Marcelo Galvão: Eu fui criado com um tio que tem Síndrome de Down, vivi grande parte da minha infância com ele, que passava as férias na minha casa. E era um momento especial quando ele vinha, porque a forma como eles enxergam o mundo é algo fantástico. A ingenuidade, a pureza, até a forma bem-humorada, o carinho, é tudo à flor da pele. Então, eu sempre quis escrever a respeito, sobre essa experiência que tive, e passar para frente. Quando voltava do Festival de Toulouse, em 2005, vim no avião escrevendo, e escrevi praticamente todo o esqueleto do filme durante a viagem.
Clubeonline: Quais empresas patrocinam o projeto? Houve alguma resistência em função do tema?

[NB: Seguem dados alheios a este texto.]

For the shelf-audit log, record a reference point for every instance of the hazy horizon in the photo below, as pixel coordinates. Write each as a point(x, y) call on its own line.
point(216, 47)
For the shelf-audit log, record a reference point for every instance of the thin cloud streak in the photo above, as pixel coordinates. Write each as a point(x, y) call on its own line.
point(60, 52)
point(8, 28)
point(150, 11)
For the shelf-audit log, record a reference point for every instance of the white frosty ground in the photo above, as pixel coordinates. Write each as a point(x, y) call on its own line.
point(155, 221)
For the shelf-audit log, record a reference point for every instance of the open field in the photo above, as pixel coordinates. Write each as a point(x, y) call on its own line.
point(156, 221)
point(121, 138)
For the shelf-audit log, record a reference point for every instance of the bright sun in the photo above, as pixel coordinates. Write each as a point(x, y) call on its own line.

Galvão: Algumas empresas apoiam: Sabesp, Prefeitura Municipal de Paulínea, Petrobras, Neoenergia, AzkoNobel e KSB. Como apoiadoras estão Libbs, NET, Locaweb, CVC e Senac. Mas quando eu resolvi transformar esse filme em realidade, achei que fosse mais fácil captar dinheiro para esse projeto. Mas existe muito preconceito de algumas empresas que não querem associar sua marca à Síndrome de Down. Isso eu descobri com o tempo. Era muito difícil, falavam: ah não, um filme sobre Down..., e na verdade o filme nem é sobre isso, é um filme que fala sobre amor, amizade, superação. É um filme bem-humorado, para cima. A ideia é que você entre no cinema e esqueça que eles têm Down, mergulhando na história. Acho que essa é a maior inclusão social, a gente tem três pessoas com Síndrome de Down atuando e não três personagens com Síndrome de Down.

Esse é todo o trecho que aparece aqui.